Learning PyTorch Part I

Introduction

Currently, I am participating the deep learning part1v2 course as an “international fellow”. This course is taught by Jeremy Howard from fast.ai. The course is not available to the public yet, but it will be in future. During the course, Jeremy introduced PyTorch and the fastai package built on top of PyTorch. Before this, I only used Tensorflow and Keras. PyTorch is quite different (in a good way). I am very impressed by the elegant and flexible design of PyTorch. I would like to introduce some features I think interesting.

Tensor, Variable and Numpy Array

torch.Tensor is the container of data. One can convert to and from numpy array using: .numpy() and .from_numpy(X). Tensor supports many mathematical operations, and the cool part is that most of them have the “in place” counterparts. For example, Y.add(X) will return a new Tensor, but Y.add_(X) will update the value of Y in place.

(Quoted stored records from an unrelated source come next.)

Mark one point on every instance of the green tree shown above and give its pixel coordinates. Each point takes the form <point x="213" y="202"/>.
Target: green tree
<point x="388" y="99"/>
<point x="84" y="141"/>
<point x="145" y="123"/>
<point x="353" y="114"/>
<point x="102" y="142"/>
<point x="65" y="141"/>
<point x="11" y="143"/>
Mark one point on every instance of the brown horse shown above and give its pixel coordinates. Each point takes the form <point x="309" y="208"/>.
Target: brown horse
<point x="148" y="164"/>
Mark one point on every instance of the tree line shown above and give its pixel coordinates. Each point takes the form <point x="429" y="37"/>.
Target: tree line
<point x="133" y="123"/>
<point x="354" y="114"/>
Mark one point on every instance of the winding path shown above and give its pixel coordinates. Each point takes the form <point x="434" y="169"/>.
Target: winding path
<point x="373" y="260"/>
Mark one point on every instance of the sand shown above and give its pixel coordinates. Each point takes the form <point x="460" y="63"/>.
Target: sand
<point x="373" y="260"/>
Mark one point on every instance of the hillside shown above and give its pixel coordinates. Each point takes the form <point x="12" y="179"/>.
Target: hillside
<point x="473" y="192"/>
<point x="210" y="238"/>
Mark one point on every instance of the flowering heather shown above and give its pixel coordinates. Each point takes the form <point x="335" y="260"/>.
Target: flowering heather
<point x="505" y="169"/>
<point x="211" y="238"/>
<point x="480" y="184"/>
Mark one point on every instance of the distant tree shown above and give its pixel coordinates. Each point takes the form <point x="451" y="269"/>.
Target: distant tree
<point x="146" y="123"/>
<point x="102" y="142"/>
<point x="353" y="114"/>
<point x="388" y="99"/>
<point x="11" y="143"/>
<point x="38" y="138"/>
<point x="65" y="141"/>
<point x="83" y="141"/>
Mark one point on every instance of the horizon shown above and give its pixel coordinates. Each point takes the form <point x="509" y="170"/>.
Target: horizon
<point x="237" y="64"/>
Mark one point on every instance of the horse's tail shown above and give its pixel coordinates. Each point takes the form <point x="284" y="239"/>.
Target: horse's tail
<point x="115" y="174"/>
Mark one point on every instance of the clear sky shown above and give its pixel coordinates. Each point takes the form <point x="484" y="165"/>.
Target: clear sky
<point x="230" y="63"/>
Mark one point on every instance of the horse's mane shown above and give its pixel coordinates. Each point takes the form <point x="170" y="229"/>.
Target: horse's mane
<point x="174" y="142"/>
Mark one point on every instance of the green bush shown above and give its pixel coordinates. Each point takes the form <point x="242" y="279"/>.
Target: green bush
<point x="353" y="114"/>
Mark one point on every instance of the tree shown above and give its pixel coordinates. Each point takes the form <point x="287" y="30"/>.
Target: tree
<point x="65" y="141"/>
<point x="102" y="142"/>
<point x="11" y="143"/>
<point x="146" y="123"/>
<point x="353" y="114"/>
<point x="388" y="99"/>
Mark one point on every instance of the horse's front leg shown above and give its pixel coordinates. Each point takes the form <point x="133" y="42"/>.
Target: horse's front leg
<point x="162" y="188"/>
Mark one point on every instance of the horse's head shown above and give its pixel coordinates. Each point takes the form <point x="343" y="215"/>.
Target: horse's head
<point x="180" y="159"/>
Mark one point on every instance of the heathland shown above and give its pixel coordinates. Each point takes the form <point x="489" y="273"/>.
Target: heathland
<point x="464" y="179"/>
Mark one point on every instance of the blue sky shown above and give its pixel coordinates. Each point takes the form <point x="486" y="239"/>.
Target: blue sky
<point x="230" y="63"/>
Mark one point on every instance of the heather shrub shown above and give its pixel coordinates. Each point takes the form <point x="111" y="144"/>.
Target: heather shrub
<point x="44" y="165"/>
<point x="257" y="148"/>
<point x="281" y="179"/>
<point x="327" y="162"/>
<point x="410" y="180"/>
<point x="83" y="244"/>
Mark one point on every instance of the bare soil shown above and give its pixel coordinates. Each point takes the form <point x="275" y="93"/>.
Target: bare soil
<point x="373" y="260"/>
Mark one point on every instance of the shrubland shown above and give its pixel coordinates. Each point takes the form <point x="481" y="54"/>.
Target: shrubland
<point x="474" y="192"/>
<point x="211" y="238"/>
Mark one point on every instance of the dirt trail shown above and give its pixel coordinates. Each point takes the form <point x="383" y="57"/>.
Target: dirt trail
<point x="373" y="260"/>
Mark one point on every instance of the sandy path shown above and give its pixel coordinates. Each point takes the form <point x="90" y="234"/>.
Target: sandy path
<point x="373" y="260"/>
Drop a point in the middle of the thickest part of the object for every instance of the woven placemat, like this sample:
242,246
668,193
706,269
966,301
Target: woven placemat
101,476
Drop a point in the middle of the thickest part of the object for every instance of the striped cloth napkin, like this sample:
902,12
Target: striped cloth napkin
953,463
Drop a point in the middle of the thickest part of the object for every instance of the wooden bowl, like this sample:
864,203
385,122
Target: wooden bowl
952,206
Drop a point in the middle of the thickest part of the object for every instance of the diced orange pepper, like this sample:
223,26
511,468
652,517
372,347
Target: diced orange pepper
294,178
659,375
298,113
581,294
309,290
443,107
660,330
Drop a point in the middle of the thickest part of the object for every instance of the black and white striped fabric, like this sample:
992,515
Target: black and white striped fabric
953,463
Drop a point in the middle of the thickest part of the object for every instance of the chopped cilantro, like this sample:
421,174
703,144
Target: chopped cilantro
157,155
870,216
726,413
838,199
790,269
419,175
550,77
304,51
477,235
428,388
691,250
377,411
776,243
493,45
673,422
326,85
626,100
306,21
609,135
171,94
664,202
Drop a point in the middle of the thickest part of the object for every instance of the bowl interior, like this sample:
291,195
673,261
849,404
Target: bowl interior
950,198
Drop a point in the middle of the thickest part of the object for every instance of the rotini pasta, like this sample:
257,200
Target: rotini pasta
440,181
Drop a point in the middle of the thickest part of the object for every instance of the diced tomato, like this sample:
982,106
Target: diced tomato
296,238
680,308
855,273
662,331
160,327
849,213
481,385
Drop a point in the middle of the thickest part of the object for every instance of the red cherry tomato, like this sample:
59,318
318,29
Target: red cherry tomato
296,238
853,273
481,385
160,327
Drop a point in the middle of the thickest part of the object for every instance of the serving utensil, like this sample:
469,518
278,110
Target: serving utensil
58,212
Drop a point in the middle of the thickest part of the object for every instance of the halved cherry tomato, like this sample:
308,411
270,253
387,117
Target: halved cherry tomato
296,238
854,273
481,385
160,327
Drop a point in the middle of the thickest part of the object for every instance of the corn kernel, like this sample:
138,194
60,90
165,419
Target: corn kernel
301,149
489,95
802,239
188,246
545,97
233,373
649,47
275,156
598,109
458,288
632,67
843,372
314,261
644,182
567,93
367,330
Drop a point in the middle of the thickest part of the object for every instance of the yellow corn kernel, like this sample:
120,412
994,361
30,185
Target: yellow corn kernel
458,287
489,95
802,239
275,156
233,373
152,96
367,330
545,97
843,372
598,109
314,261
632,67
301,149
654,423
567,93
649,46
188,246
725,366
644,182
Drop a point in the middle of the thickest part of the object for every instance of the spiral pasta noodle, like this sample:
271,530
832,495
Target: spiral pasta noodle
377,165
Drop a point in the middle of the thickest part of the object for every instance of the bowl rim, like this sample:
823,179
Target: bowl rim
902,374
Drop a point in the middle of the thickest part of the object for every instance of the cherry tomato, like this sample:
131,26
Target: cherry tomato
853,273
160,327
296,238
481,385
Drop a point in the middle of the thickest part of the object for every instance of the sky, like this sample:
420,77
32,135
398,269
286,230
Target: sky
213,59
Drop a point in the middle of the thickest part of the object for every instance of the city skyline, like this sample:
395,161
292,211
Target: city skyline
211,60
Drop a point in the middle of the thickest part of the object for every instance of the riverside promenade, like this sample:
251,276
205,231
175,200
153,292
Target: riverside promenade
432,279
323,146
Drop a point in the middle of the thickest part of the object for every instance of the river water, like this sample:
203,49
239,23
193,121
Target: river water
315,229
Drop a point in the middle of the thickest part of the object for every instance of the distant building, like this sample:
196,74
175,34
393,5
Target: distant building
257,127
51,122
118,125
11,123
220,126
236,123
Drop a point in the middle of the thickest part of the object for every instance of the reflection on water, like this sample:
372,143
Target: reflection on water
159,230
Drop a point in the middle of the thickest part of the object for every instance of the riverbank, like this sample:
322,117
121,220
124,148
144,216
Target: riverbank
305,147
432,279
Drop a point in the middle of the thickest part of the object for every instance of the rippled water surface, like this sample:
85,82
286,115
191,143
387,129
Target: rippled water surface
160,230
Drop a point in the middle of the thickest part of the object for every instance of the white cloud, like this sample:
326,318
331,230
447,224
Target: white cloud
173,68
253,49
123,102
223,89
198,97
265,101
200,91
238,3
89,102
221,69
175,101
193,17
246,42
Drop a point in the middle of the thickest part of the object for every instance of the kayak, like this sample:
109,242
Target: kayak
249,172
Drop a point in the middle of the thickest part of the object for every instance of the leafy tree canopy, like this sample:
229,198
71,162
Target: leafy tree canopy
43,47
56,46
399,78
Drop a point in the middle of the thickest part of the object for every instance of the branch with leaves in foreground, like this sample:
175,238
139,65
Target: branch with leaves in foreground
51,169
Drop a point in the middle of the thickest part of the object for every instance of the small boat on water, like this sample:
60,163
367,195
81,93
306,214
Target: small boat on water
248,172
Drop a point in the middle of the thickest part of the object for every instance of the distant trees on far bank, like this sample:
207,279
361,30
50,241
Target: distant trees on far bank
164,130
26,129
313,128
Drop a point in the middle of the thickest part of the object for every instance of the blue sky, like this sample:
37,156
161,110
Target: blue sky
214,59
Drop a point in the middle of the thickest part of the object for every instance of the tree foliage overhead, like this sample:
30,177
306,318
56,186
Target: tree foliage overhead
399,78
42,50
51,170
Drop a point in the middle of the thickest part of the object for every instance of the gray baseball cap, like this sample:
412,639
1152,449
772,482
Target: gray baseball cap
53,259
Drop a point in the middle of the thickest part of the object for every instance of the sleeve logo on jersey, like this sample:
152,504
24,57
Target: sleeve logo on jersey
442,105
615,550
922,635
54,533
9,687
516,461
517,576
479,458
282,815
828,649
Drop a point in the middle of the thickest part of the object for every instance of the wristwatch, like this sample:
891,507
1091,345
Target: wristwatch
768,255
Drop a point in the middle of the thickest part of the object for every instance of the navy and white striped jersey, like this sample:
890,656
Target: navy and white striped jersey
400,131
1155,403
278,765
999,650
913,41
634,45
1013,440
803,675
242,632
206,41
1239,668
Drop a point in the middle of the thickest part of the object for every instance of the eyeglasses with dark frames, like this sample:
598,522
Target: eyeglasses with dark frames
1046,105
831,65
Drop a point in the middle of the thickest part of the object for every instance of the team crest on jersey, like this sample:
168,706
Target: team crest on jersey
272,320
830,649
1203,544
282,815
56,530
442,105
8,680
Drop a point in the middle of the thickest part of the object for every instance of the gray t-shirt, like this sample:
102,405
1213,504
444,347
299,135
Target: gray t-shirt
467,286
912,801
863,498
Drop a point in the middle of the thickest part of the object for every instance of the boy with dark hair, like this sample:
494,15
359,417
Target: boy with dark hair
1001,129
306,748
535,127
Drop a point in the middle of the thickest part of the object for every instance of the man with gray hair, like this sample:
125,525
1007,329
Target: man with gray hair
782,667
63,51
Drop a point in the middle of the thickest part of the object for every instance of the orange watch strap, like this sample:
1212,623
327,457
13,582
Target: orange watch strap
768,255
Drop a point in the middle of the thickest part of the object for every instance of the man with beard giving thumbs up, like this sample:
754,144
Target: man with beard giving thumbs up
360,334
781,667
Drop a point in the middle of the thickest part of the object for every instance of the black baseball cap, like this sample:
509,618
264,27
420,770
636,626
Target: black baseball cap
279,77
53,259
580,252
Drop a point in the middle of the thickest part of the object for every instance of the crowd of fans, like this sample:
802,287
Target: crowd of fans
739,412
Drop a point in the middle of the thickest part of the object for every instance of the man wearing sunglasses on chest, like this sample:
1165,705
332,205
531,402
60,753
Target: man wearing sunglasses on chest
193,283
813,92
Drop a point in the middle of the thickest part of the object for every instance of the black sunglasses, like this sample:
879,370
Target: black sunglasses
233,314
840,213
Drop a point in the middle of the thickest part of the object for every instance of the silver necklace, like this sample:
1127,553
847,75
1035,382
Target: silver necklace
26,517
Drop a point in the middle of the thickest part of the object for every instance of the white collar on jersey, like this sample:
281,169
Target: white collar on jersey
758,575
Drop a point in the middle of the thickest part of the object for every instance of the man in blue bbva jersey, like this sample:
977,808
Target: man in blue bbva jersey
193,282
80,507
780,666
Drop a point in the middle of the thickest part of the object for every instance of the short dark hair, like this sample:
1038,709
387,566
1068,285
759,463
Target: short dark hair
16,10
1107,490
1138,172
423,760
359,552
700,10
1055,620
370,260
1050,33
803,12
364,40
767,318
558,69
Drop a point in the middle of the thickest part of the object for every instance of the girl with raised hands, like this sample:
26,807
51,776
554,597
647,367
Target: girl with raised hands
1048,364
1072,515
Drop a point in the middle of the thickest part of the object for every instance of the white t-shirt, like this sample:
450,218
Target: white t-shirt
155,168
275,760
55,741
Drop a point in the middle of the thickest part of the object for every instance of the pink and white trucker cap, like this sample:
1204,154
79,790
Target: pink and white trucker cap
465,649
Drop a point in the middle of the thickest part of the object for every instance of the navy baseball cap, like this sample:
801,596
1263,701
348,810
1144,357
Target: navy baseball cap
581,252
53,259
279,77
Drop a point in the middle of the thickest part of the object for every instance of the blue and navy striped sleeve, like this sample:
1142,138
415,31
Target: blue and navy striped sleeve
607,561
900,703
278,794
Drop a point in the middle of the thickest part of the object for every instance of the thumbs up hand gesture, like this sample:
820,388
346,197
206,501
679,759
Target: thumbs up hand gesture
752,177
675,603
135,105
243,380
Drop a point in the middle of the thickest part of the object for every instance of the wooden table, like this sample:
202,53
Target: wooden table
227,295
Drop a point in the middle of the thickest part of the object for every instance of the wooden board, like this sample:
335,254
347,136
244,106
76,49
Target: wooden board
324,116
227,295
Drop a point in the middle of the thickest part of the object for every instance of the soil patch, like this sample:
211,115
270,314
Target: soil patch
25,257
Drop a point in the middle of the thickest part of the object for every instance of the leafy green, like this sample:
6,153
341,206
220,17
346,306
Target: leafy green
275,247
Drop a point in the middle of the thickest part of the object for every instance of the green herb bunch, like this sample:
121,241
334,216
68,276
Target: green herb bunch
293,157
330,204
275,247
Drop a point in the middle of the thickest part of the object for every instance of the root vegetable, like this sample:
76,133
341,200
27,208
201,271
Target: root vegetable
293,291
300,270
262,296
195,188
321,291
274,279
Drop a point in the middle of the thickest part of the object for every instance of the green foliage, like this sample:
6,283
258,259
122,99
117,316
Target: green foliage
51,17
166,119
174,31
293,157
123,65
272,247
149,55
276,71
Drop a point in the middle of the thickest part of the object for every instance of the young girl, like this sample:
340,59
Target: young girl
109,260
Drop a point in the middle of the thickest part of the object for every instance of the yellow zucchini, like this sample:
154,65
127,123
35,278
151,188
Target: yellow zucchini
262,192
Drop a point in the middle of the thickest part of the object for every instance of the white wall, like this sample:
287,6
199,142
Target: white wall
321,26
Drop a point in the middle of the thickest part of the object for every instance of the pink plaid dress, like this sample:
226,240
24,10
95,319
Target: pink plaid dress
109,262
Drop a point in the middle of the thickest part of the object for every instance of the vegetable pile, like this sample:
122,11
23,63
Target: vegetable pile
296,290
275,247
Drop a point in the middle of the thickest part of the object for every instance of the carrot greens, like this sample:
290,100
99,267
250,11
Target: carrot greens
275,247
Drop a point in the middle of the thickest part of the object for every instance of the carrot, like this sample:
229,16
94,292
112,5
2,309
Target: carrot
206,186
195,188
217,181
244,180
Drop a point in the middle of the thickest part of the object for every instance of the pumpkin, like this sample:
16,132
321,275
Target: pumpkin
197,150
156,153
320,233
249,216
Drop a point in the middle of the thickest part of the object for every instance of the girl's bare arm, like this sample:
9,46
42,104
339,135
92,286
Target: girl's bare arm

Variable is a wrapper of Tensor, which can be accessed by .data. In addition to the data, the Variable also contains the .grad tracking the gradient of the corresponding data and the .grad_fn tracking the functional relations with other Variables. If you are familiar with the computation graph (directed acyclic graph to be more specific) in Keras, TensorFlow and Theano, Variables are nodes in this graph and .grad_fn are edges to its neighbors. I will refer Keras, TensorFlow and Theano as static frameworks, as one needs to construct the computation graph and compile it before any computation. Being different from the static frameworks, PyTorch does not compile the computation graph. It computes the gradients on the fly via .backward() method according to the current computation graph structure. In my opinion, this is extremely powerful. This potentially enables us to “learn” the optimal architecture during training, rather than manually design an architecture beforehand. For example, one can start with a relatively simple architecture and add more neurons and/or layers during training. Another cool part about Variable is that it can be moved to gpu memory via .cuda() and to host memory via .cpu(). If you have experience with CUDA programming, you may find this feature is very intuitive.

Optimization

The optimization part is similar to other frameworks. First, we need choose a loss function based on our needs. Then, after each minibatch, compute the loss and compute the gradients of all Variables via loss.backward(). Then, use the optimizer’s .step() function to update the changes. This may seem very cumbersome at the beginning, but it provides a lot of flexibility. For example, one can change the learning rate of the optimizer, or even change to a different optimizer entirely. Another caveat is that, before training each minibatch, one should call .zero_grad() function to set all variables grad to zero. The optimizer only updates the variables using their grads, but does not reset the grads to zero.

At the End

To get started, I highly recommend the official A 60 mins Blitz and a wonderful PyTorch hands on tutorial yunjey’s PyTorch tutorial on github.

Written on November 13, 2017